The new reconstruction suggests H. rudolfensis’ jaw jutted out much farther than previously thought. The researchers say the cranial capacity of a hominid can be estimated based on the angle of the jaw’s slope and they have downsized KNM-ER 1470’s cranial capacity from 752 cubic centimeters to about 526 cc. (Humans have an average cranial capacity of about 1,300 cc.)
But not everyone agrees that brain size can be inferred from jaw protrusion. Biological anthropologist Robert Martin, of the Field Museum in Chicago, said the researchers “may well be right” in their reconstruction of the face, but said the researchers’ claims about being able to estimate cranial capacity from facial features are “crazy.”
“What they’re claiming is you stick the face out, and because the face sticks out more the brain capacity has to be less.

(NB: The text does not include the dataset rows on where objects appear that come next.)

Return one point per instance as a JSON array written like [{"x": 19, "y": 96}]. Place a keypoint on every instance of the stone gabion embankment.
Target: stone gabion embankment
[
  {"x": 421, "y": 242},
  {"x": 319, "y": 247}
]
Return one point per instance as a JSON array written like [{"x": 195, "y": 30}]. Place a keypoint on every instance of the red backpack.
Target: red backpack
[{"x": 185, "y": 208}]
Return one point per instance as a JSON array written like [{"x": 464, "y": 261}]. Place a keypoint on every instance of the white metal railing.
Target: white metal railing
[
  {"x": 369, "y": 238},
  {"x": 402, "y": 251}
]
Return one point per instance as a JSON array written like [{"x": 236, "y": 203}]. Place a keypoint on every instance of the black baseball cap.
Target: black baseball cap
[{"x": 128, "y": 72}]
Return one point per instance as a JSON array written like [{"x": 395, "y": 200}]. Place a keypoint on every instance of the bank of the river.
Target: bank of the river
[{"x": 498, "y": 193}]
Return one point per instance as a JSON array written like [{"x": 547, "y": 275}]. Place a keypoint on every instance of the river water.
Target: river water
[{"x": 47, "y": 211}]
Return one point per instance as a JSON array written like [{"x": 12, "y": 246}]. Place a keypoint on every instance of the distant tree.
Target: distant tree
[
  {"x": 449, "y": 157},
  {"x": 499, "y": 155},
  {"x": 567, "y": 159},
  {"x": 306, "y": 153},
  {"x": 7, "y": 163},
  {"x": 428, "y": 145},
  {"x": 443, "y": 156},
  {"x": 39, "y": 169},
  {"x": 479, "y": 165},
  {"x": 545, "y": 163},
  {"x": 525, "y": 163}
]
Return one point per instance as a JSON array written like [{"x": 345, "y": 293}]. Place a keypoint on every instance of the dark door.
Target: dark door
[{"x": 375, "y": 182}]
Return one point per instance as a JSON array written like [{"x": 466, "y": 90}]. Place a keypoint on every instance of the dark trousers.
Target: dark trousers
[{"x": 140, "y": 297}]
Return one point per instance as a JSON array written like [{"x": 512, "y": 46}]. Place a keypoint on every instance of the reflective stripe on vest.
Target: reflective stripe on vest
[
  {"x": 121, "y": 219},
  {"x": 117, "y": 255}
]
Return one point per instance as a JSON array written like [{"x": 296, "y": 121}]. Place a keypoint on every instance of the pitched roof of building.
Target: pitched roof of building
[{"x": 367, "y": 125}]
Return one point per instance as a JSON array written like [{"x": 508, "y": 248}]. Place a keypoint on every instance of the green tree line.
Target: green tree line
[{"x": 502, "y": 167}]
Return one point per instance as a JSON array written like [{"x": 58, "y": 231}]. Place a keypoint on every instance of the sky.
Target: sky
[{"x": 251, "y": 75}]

I don’t follow that at all,” said Martin, who is an expert on hominid skulls and who was not involved in the study.
“They haven’t changed the skull at all; they’ve simply rotated the face outwards,” Martin added.
Martin also disputes the claim that H. rudolfensis’ large cranial capacity made it stand out among ancient hominids. Martin points out that a 1.6 million-year-old Homo erectus skeleton known as “Turkana Boy” had a cranial capacity of about 900 cc.
“At 1.9, you’ve got [H. rudolfensis] with [a cranial capacity] of 750 cc, and at 1.6 you’ve got 900 cc. I don’t have a problem with that,” Martin said.
If confirmed, KNM-ER1470’s new cranial capacity would be comparable to that of H. habilis. “Now it’s no longer an outlier,” Bromage said. “It’s just part of the gang.”
It would also suggest humans developed their characteristically large brains and flatter faces at least 300,000 years later than previously thought, perhaps as recently as 1.6 to one million years ago when H. erectus and another later hominid, Homo ergaster, lived.